Tune into the now, and there are a whole host of activities that involve good amounts of physical fitness that have become popular, but have not necessarily become mainstream – Beach hockey, ultimate Frisbee, rugby and American football.
I had the opportunity to talk to a few players from the Elite Football League of India (EFLI), America’s NFL-type machination that has been brought to Indian shores thanks to the efforts of a group of enthusiasts of the game. While initially people found it hard to fathom that such a game was indeed played in India about a year ago, after listening to these athletes speak about their experiences, you are drawn to the inescapable conclusion that these players did not so much as get into the game for the money, as for the excitement and thrill that came with it.
Advent of the EFLI and other sport
To many people, the league represents yet another attempt by mainstream American sport to expand its reach to countries outside of North America. American sport hasn’t always captured the imagination of folks in India; basketball and the NBA has its bastions of fans, but they are far flung and less in number, though there is a concerted effort on now by schools, colleges, the Basketball Federation of India (BFI) and the NBA to change all that.
It would also be surprising to many to know that games such as ice hockey, baseball, boxing, ultimate martial arts and many other sports based out of America have made an attempt to invade the Indian sport psyche without so much as causing a ripple.

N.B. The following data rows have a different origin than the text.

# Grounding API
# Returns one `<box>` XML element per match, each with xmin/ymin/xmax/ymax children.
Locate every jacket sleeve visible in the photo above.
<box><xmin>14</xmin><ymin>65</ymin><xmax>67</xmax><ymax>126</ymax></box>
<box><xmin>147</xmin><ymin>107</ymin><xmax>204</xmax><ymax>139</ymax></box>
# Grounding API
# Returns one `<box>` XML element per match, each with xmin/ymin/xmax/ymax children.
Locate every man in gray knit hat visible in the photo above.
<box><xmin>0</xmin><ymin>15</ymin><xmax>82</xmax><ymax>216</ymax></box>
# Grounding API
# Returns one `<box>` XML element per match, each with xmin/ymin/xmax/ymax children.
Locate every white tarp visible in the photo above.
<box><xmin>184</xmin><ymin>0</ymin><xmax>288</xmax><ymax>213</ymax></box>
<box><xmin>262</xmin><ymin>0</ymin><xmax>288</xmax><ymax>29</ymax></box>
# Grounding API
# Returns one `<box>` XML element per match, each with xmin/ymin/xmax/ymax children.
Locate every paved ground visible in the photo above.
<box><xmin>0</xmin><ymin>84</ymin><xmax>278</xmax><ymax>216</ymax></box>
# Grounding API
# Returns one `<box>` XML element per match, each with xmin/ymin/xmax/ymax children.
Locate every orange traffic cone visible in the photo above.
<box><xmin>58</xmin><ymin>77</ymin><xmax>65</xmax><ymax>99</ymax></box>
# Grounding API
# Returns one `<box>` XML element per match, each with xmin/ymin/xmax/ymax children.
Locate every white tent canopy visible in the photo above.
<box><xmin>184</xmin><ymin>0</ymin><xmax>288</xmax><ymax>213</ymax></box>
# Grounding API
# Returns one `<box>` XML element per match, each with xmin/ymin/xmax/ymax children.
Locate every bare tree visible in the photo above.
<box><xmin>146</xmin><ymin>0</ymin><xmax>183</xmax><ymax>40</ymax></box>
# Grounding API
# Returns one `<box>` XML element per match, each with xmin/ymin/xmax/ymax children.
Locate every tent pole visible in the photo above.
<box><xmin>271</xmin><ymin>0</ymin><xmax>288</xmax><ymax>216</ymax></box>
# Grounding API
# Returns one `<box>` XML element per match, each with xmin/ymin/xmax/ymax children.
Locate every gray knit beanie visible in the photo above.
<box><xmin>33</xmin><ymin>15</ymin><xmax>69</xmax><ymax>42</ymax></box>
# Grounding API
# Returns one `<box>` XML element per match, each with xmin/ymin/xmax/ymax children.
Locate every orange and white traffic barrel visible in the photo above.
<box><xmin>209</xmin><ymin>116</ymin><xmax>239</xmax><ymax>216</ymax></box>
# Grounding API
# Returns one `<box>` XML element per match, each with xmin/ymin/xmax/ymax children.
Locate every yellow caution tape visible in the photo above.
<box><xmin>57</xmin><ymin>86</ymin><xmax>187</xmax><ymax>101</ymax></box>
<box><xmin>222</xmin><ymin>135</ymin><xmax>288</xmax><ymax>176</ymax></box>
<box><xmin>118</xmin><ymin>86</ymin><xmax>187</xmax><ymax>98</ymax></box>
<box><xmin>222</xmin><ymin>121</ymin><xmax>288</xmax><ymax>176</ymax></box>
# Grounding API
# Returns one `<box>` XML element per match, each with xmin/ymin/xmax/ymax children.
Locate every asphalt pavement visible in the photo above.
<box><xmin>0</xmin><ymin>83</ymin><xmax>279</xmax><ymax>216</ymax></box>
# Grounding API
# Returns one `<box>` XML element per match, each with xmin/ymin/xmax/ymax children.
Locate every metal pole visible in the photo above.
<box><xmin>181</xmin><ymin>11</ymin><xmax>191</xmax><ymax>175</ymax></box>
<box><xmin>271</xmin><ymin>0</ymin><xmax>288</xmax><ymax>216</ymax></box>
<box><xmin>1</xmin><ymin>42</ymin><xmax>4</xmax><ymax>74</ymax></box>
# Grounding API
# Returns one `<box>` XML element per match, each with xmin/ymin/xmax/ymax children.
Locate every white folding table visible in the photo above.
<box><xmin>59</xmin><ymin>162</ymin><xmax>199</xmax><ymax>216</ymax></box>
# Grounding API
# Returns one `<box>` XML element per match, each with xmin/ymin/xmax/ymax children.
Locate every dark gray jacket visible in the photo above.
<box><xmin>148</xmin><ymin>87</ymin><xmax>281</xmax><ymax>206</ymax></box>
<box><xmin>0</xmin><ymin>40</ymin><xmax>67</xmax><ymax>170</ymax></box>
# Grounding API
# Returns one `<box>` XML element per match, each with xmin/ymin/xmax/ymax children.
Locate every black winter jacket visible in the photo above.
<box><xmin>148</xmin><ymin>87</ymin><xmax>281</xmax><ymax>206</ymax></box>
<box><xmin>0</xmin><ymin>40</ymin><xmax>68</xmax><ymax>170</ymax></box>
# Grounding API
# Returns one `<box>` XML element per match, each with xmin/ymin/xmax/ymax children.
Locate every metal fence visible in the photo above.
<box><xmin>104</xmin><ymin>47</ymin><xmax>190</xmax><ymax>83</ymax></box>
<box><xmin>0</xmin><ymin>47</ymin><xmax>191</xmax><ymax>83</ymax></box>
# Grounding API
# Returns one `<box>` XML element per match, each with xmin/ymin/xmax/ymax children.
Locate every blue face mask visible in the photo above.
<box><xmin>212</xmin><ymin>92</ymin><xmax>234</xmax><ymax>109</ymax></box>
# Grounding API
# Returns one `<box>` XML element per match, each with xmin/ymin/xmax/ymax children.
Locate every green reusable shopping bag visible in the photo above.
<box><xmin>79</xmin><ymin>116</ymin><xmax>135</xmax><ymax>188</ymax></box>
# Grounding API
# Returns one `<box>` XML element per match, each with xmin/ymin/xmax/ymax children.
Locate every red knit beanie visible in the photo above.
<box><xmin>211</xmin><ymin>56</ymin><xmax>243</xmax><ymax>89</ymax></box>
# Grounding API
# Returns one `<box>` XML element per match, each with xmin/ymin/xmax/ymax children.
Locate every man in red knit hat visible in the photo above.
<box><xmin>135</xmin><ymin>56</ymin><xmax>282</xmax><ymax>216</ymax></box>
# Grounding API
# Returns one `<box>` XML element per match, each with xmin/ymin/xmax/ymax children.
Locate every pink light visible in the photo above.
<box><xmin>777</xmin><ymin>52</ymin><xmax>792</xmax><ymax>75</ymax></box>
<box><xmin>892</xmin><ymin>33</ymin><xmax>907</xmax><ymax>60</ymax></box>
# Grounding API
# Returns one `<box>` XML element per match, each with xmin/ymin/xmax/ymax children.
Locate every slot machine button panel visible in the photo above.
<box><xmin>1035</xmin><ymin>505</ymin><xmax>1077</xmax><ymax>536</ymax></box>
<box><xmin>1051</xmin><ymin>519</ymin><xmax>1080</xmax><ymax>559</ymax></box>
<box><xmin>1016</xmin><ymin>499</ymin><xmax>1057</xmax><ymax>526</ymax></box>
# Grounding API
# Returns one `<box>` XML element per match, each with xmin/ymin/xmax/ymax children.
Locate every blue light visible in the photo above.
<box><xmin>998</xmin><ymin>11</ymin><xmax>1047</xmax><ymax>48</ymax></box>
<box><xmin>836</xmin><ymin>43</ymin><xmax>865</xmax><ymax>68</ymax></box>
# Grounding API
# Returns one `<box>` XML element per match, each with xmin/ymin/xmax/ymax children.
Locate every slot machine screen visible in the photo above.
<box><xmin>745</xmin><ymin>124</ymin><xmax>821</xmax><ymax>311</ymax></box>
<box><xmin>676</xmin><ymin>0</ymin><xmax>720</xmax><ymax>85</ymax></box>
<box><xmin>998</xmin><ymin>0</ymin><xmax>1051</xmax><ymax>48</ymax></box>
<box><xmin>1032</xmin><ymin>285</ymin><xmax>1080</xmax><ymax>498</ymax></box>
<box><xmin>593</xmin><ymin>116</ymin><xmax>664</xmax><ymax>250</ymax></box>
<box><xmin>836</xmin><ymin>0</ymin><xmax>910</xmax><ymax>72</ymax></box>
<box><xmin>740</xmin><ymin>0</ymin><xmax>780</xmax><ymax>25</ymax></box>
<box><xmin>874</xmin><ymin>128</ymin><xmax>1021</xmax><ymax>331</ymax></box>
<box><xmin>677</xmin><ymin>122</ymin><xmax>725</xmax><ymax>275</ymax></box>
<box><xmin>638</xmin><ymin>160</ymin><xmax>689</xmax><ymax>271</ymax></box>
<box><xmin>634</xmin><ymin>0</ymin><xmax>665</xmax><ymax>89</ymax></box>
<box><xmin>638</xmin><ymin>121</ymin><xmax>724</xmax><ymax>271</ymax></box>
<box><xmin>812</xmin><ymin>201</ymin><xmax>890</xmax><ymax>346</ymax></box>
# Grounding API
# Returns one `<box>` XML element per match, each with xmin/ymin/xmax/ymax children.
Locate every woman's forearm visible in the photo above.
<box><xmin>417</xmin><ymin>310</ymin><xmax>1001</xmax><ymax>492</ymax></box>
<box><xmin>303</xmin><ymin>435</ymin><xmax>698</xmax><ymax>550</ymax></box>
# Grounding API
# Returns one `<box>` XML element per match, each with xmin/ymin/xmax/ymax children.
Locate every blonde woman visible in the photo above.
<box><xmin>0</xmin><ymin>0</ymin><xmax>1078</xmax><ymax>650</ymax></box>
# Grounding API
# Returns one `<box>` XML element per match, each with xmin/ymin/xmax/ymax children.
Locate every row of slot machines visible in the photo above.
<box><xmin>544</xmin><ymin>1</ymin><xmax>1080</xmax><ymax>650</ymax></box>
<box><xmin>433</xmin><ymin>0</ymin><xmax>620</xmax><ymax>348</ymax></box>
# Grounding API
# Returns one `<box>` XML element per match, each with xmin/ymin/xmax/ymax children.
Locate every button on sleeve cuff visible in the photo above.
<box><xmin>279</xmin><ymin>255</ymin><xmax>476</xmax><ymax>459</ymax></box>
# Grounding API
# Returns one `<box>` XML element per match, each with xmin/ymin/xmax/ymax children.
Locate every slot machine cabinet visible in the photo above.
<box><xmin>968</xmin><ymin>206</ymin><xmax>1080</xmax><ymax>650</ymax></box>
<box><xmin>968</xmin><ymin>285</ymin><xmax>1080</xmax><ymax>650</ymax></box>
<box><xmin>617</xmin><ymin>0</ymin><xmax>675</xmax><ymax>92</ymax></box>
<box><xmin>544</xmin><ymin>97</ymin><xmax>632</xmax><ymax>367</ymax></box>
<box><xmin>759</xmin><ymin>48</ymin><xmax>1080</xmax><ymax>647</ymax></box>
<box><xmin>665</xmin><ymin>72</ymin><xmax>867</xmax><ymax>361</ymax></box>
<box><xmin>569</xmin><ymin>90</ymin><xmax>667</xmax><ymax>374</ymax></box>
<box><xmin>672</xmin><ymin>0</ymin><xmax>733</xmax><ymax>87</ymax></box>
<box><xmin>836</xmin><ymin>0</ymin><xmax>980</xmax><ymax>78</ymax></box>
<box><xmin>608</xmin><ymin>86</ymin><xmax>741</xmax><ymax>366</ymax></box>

The only American sport-like export that has been a huge success is WWE, which is of course staged drama, so cannot really be judged along with the other proper sports that tried their luck.
They have faced the same fate as breakfast cereal giant Kellogg’s, which made an attempt to gatecrash the Indian breakfast scene close to 15 years ago, only to find that Indians loved their parathas, dosas, idlis and pohas a little too much and managed to not even cause a dent with the most success they obtained being from the Chocos brand which the kids loved.